“This monograph is devoted to the qualitative behavior of solutions (oscillation, non-oscillation, stability, asymptotic behaviors, etc.) of various ordinary differential equations of third order with and without delay. It is suitable for those mathematicians and of other sciences dealing with mathematics and engineering. … In summary, this monography is useful for researches investigating the qualitative behavior of solutions of ordinary differential equations of third order.” (Cemil Tunç, zbMATH 1308.34002, 2015)
“This is a comprehensive monograph on third-order differential equations, spanning more than 500 pages and collecting recent results on qualitative behavior of solutions of these equations. … the book may serve as a basis for understanding the oscillatory and asymptotic theory of third-order differential equations, offering a comprehensive account of today’s knowledge in the field and a rich source of references for specialists.” (Zuzana Došlá, Mathematical Reviews, November, 2014)This book discusses the theory of third-order differential equations. Most of the results are derived from the results obtained for third-order linear homogeneous differential equations with constant coefficients. M. Gregus, in his book written in 1987, only deals with third-order linear differential equations. These findings are old, and new techniques have since been developed and new results obtained.

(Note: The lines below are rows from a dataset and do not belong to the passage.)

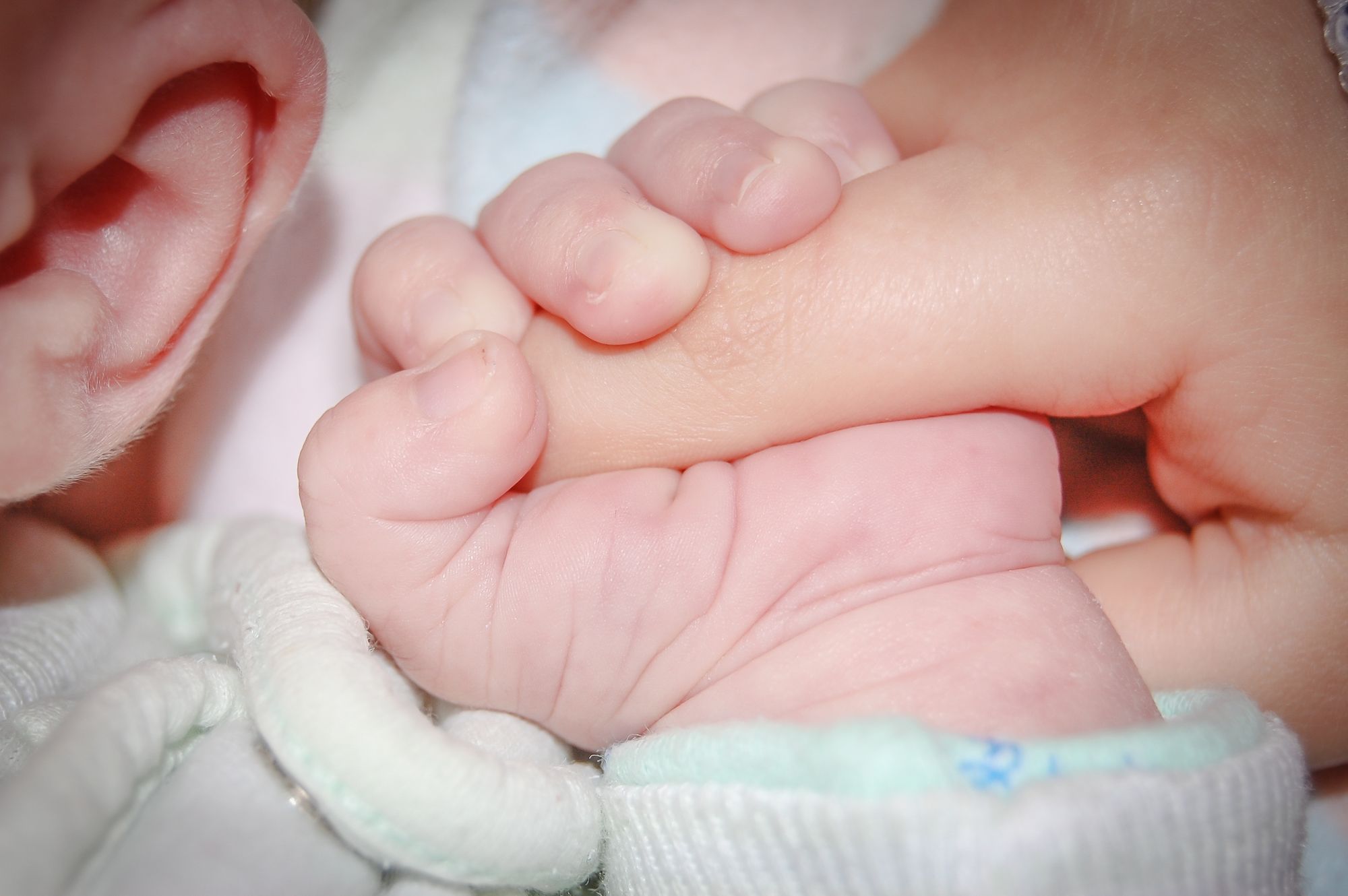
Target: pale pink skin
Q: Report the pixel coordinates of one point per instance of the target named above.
(900, 568)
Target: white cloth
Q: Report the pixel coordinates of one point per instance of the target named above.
(107, 804)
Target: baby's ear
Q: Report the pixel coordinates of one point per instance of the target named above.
(126, 265)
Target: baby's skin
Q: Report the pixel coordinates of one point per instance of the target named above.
(907, 568)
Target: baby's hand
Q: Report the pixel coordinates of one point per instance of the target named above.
(900, 568)
(615, 247)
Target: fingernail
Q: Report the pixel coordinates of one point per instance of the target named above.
(436, 319)
(459, 381)
(602, 258)
(850, 169)
(737, 174)
(873, 157)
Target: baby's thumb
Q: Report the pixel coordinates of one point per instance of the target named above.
(397, 476)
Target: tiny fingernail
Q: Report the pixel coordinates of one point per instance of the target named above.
(850, 168)
(602, 258)
(871, 158)
(436, 319)
(459, 381)
(737, 174)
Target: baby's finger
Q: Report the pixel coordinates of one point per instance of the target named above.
(400, 475)
(578, 236)
(730, 177)
(832, 117)
(425, 282)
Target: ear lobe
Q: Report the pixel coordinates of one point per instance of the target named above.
(107, 297)
(153, 227)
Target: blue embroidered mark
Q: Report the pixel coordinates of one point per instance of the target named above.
(995, 769)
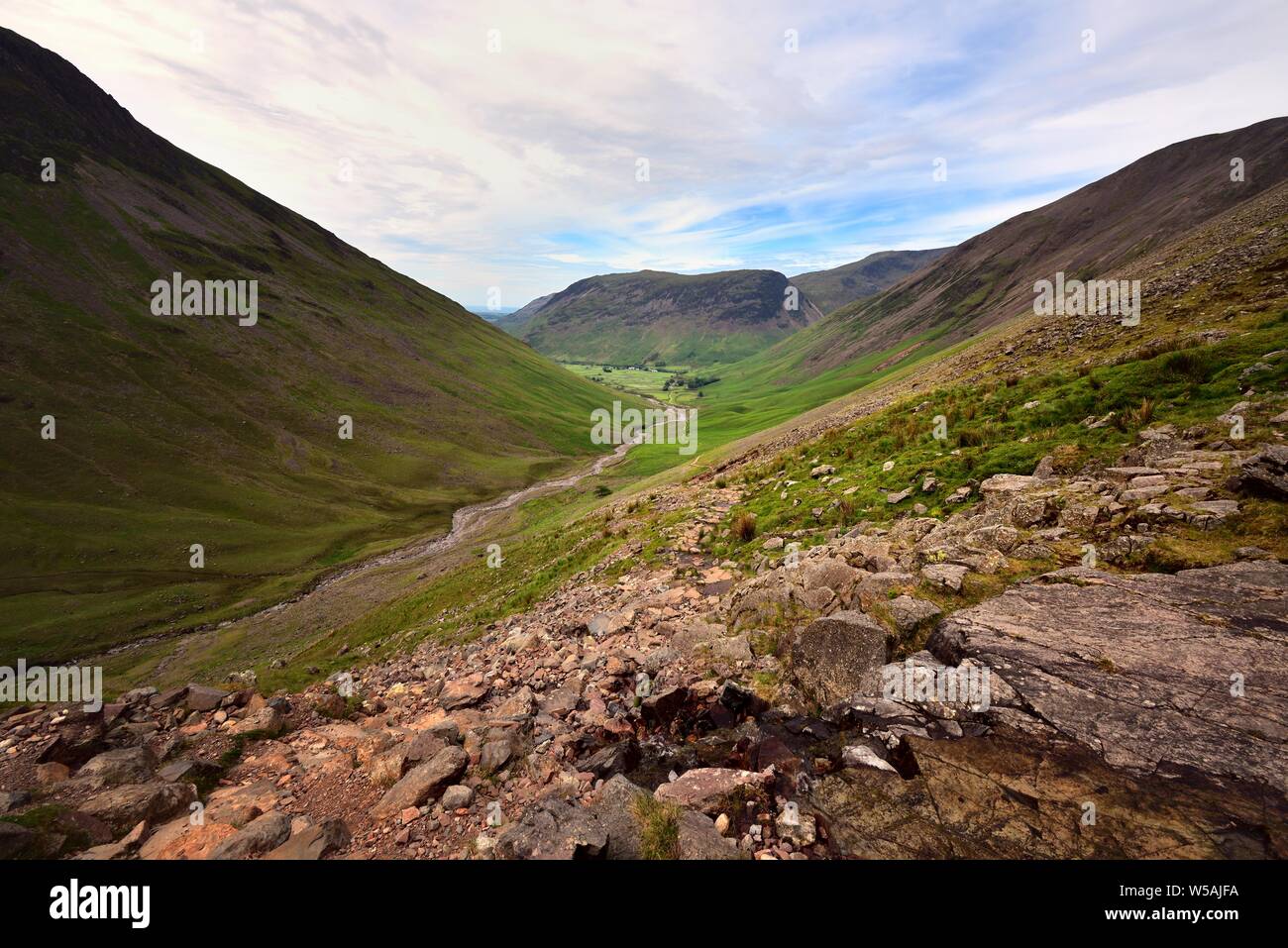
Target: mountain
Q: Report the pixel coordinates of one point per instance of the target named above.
(520, 316)
(862, 278)
(666, 318)
(176, 430)
(1086, 235)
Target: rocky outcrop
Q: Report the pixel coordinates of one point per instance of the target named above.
(1157, 674)
(838, 656)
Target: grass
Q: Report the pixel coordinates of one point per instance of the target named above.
(990, 432)
(174, 430)
(660, 827)
(645, 382)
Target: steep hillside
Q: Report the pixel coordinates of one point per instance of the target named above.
(515, 321)
(867, 277)
(1103, 226)
(172, 430)
(629, 318)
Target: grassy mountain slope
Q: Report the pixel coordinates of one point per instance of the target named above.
(187, 429)
(855, 281)
(982, 283)
(629, 318)
(1100, 227)
(1010, 398)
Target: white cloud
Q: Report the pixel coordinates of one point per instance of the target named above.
(473, 168)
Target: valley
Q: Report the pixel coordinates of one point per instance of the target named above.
(447, 612)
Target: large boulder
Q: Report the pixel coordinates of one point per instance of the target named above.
(313, 841)
(554, 828)
(619, 809)
(424, 782)
(1266, 472)
(711, 789)
(123, 766)
(1157, 674)
(259, 836)
(838, 656)
(124, 806)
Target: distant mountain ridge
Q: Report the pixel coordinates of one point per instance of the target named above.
(174, 430)
(854, 281)
(1085, 235)
(671, 318)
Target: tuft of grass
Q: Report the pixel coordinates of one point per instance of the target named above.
(745, 526)
(660, 827)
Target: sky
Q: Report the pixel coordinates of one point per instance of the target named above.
(500, 151)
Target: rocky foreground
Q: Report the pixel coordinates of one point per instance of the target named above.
(691, 710)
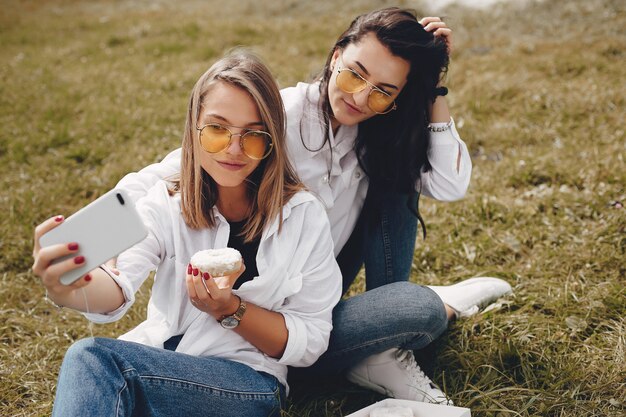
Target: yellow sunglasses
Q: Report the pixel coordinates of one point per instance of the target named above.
(255, 144)
(350, 81)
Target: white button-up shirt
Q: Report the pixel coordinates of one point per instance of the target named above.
(298, 277)
(343, 192)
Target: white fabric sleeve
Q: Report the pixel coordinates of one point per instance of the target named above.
(444, 182)
(136, 263)
(308, 313)
(137, 184)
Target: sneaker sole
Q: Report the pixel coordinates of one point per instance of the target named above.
(356, 379)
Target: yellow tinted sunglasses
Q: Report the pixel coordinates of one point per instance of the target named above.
(255, 144)
(350, 81)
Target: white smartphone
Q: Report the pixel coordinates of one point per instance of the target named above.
(103, 229)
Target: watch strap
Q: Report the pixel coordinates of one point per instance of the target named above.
(237, 315)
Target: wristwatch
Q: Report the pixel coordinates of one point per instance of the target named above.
(230, 322)
(440, 92)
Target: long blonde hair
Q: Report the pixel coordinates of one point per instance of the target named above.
(272, 183)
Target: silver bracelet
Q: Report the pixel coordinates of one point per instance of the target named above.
(49, 300)
(439, 128)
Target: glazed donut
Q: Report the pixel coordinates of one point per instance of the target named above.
(217, 262)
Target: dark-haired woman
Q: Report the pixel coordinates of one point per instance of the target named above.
(368, 137)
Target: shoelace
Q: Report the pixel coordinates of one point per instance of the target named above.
(406, 358)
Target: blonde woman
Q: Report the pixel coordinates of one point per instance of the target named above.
(368, 137)
(235, 188)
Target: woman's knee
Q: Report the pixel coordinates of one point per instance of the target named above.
(85, 352)
(419, 308)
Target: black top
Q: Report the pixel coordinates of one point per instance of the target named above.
(248, 252)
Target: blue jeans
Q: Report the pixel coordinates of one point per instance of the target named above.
(110, 377)
(386, 246)
(392, 313)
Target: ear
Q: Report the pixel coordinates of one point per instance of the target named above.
(333, 59)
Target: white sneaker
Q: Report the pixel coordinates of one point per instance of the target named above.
(466, 297)
(395, 373)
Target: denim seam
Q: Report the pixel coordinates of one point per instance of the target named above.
(240, 394)
(386, 248)
(377, 341)
(118, 406)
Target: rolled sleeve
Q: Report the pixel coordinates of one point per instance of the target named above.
(137, 184)
(129, 299)
(449, 177)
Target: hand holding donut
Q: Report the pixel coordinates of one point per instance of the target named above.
(210, 294)
(439, 29)
(49, 272)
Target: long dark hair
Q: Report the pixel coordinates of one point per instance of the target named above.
(393, 148)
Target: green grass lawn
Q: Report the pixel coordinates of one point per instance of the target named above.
(92, 90)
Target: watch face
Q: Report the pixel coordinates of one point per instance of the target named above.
(229, 322)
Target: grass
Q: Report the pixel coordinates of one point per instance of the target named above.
(93, 90)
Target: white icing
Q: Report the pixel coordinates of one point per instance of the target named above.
(217, 262)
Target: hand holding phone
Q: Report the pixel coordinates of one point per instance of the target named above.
(103, 229)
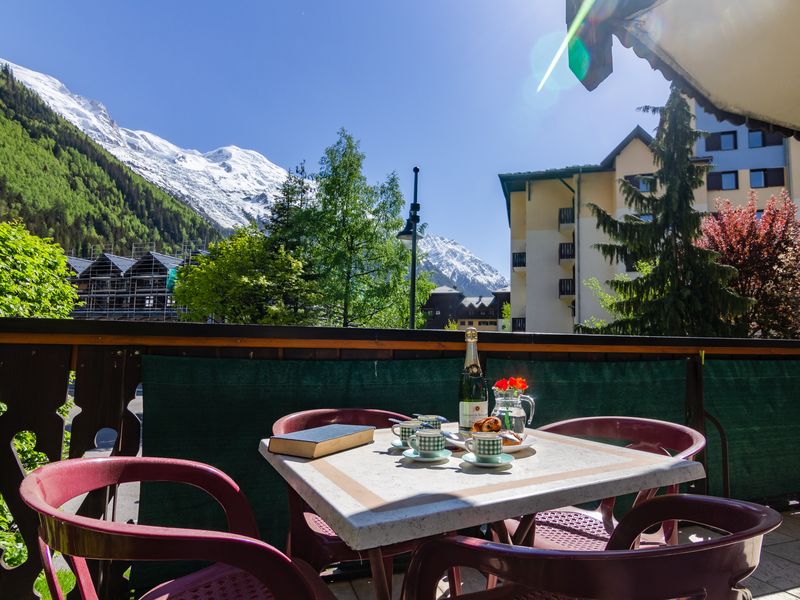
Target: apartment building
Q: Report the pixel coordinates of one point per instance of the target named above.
(446, 304)
(553, 231)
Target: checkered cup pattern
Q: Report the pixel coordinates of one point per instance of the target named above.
(430, 421)
(488, 446)
(427, 441)
(406, 429)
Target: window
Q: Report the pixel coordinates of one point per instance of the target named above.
(758, 139)
(644, 183)
(766, 178)
(723, 140)
(723, 180)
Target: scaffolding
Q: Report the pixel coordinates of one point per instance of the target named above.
(138, 287)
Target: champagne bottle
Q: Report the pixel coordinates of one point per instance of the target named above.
(473, 403)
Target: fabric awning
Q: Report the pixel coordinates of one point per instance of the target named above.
(737, 58)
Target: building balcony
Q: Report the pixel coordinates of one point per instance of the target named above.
(566, 290)
(566, 219)
(566, 255)
(193, 375)
(518, 261)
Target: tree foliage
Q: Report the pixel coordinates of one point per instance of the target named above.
(362, 266)
(764, 252)
(61, 184)
(686, 293)
(34, 276)
(328, 255)
(343, 230)
(243, 280)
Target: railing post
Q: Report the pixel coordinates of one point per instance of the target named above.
(695, 411)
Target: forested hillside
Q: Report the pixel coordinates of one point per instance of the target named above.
(61, 184)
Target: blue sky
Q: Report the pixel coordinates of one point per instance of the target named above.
(448, 85)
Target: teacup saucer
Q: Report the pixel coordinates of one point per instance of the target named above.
(414, 455)
(502, 460)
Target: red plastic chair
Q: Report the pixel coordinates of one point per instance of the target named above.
(572, 528)
(246, 567)
(310, 537)
(710, 569)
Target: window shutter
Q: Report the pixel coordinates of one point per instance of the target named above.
(773, 138)
(774, 177)
(714, 181)
(712, 142)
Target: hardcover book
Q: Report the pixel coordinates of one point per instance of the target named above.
(321, 441)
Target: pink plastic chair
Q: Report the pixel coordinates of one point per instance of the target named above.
(572, 528)
(711, 569)
(310, 537)
(246, 567)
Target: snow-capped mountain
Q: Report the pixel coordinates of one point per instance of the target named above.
(229, 186)
(453, 265)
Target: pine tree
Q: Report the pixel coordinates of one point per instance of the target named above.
(686, 293)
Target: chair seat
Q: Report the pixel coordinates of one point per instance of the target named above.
(222, 582)
(217, 582)
(570, 530)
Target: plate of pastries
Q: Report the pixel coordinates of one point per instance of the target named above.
(512, 442)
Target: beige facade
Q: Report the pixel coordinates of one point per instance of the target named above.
(553, 253)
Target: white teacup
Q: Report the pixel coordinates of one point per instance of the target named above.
(486, 446)
(406, 429)
(427, 442)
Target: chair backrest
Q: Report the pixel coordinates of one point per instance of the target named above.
(707, 569)
(325, 416)
(47, 488)
(647, 435)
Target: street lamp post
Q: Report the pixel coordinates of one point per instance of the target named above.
(409, 238)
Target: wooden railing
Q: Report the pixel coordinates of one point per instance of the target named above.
(37, 357)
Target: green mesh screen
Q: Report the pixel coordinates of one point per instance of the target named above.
(566, 390)
(216, 411)
(758, 405)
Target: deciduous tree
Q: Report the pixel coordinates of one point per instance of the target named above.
(764, 252)
(687, 292)
(242, 280)
(34, 275)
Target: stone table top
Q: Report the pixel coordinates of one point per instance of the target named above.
(372, 496)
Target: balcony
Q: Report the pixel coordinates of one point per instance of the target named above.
(566, 290)
(566, 255)
(566, 219)
(194, 375)
(518, 261)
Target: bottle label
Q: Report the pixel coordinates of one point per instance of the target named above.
(469, 412)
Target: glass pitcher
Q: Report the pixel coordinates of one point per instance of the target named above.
(510, 411)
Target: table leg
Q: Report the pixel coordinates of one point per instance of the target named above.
(379, 575)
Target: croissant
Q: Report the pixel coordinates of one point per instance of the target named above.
(487, 424)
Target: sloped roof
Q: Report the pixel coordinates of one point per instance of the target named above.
(168, 261)
(477, 301)
(79, 265)
(443, 289)
(738, 60)
(122, 263)
(515, 182)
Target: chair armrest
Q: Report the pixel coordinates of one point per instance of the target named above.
(70, 478)
(91, 538)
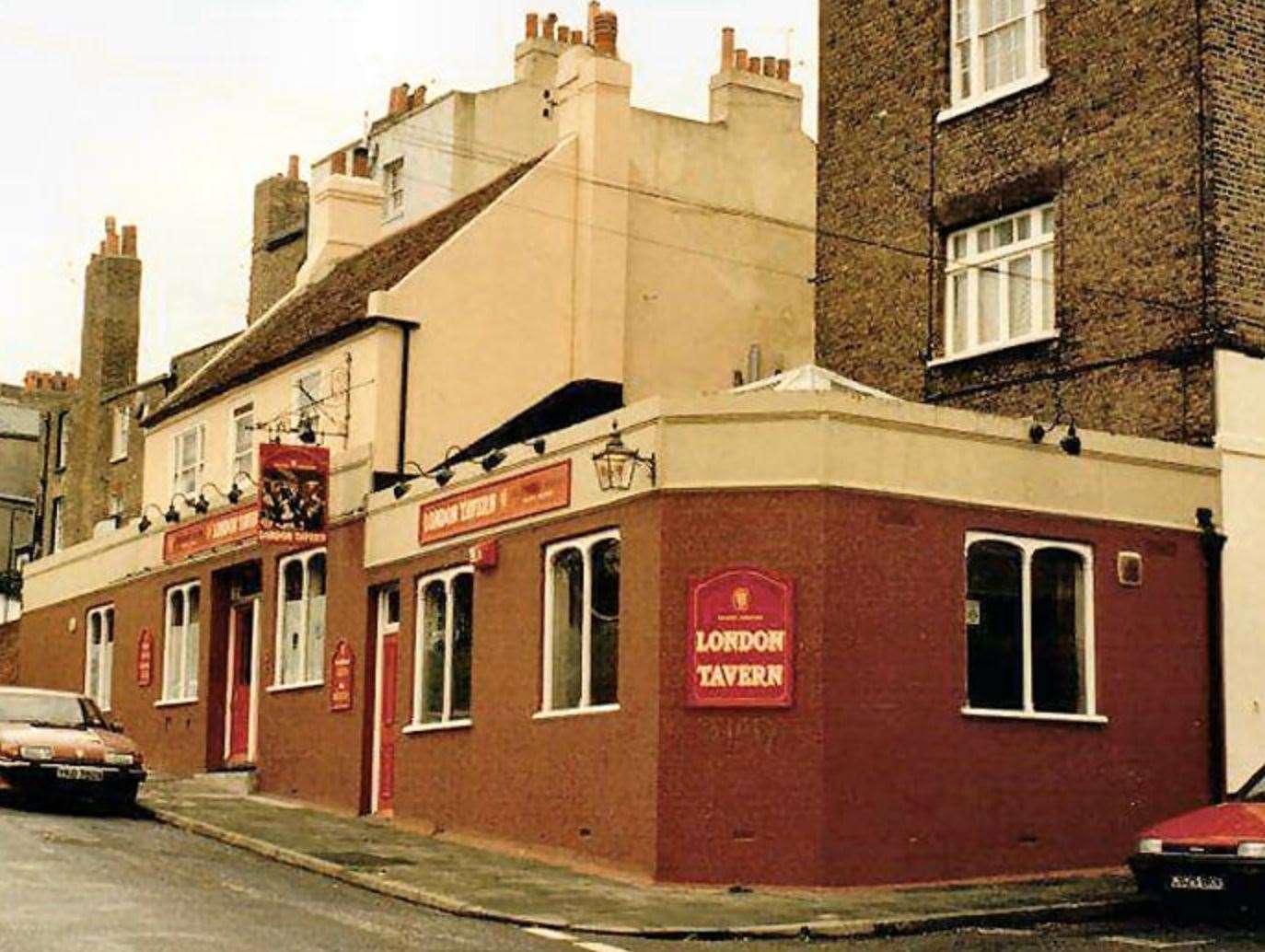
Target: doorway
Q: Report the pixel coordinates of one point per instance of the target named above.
(386, 728)
(242, 670)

Chapter 1 introduces the results for oscillation and non-oscillation of solutions of third-order linear differential equations with constant coefficients, and a brief introduction to delay differential equations is given. The oscillation and asymptotic behavior of non-oscillatory solutions of homogeneous third-order linear differential equations with variable coefficients are discussed in Ch. 2. The results are extended to third-order linear non-homogeneous equations in Ch. 3, while Ch. 4 explains the oscillation and non-oscillation results for homogeneous third-order nonlinear differential equations. Chapter 5 deals with the z-type oscillation and non-oscillation of third-order nonlinear and non-homogeneous differential equations. Chapter 6 is devoted to the study of third-order delay differential equations. Chapter 7 explains the stability of solutions of third-order equations. Some knowledge of differential equations, analysis and algebra is desirable, but not essential, in order to study the topic.